The wildcard rules are overridden in their entirety by the Googlebot rule due to specificity. We're allowing Googlebot to index thumbnails, but because Googlebot will now ignore the previous block of rules, it will also index the clients folder because we're not explicitly disallowing it in the Googlebot block of directives.

Blocking AI bots

It is now becoming possible to block web crawlers from various AI projects using directives in your robots.txt file. In an attempt to help protect our users from having their images included in datasets for generative AI tools, from Backlight 5.4.1 we have begun to include such directives in our distributed robots.txt file, though you will need to manually copy this file into your site root to use it.

We will here endeavor to provide as complete a list of external resources as possible so that you may further customize your experience.

Anthropic AI / Claude

We are including directives to block Anthropic AI and their Claude AI assistance, following patterns being used elsewhere.

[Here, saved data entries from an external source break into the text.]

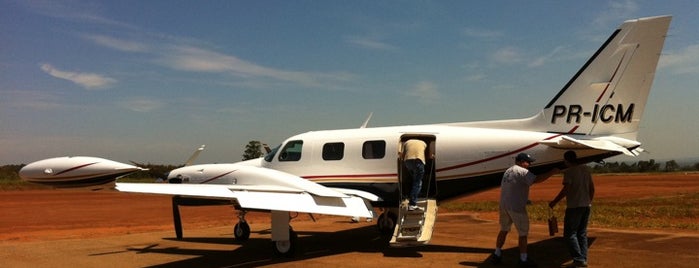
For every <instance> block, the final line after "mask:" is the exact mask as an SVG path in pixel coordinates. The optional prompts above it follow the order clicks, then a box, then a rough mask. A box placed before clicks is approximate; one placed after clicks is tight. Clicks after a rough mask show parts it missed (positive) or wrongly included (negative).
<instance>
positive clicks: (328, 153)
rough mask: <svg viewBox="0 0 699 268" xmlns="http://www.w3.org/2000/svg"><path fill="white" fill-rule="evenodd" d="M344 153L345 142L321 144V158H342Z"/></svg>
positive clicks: (336, 158) (326, 160) (334, 158)
mask: <svg viewBox="0 0 699 268" xmlns="http://www.w3.org/2000/svg"><path fill="white" fill-rule="evenodd" d="M344 154H345V144H344V143H342V142H333V143H326V144H324V145H323V160H326V161H329V160H342V157H343V156H344Z"/></svg>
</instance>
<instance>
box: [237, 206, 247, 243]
mask: <svg viewBox="0 0 699 268" xmlns="http://www.w3.org/2000/svg"><path fill="white" fill-rule="evenodd" d="M245 213H247V211H240V212H239V213H238V223H236V224H235V226H234V227H233V236H234V237H235V240H238V241H245V240H248V238H250V225H249V224H248V222H247V221H245Z"/></svg>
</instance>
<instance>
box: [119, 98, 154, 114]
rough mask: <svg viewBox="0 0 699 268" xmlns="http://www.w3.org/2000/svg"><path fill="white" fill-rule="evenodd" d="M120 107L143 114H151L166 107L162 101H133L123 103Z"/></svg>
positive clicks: (138, 99)
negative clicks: (164, 107)
mask: <svg viewBox="0 0 699 268" xmlns="http://www.w3.org/2000/svg"><path fill="white" fill-rule="evenodd" d="M119 105H120V106H122V107H124V108H126V109H129V110H131V111H134V112H141V113H146V112H151V111H154V110H157V109H160V108H162V107H163V106H165V104H164V103H163V102H162V101H159V100H150V99H132V100H127V101H122V102H120V103H119Z"/></svg>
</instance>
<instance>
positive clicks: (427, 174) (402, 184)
mask: <svg viewBox="0 0 699 268" xmlns="http://www.w3.org/2000/svg"><path fill="white" fill-rule="evenodd" d="M410 139H418V140H422V141H424V142H425V144H427V148H426V149H425V175H424V176H423V179H422V188H421V190H420V193H419V194H418V199H426V198H435V196H437V183H436V182H437V181H436V176H435V159H436V157H437V153H436V151H435V149H436V148H437V147H436V137H435V136H434V135H425V134H405V135H403V136H401V139H400V144H399V146H398V184H399V187H398V188H399V192H400V196H401V200H402V199H404V198H403V197H407V196H408V195H409V194H410V188H411V187H412V177H411V175H410V171H408V169H407V168H406V167H405V165H404V160H405V159H403V152H404V148H403V146H404V144H405V142H406V141H407V140H410Z"/></svg>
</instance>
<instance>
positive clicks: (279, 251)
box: [272, 226, 298, 258]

However, it is not clear whether these directives -- targeting user agents "anthropic-ai" and "Claude-Web" -- will be effective, as there has been no documentation from Anthropic.

Common Crawl

Common Crawl (CCBot) is a 501(c)(3) non-profit organization dedicated to providing a copy of the Internet to Internet researchers, companies and individuals at no cost for the purpose of research and analysis.

Google Extended

According to Google, Google Extended is "A standalone product token that web publishers can use to manage whether their sites help improve Bard and Vertex AI generative APIs, including future generations of models that power those products."

The new crawler has been added to the Google Search Central documentation on web crawlers.

GPTBot

OpenAI's GPTBot gathers data for ChatGPT and its related products.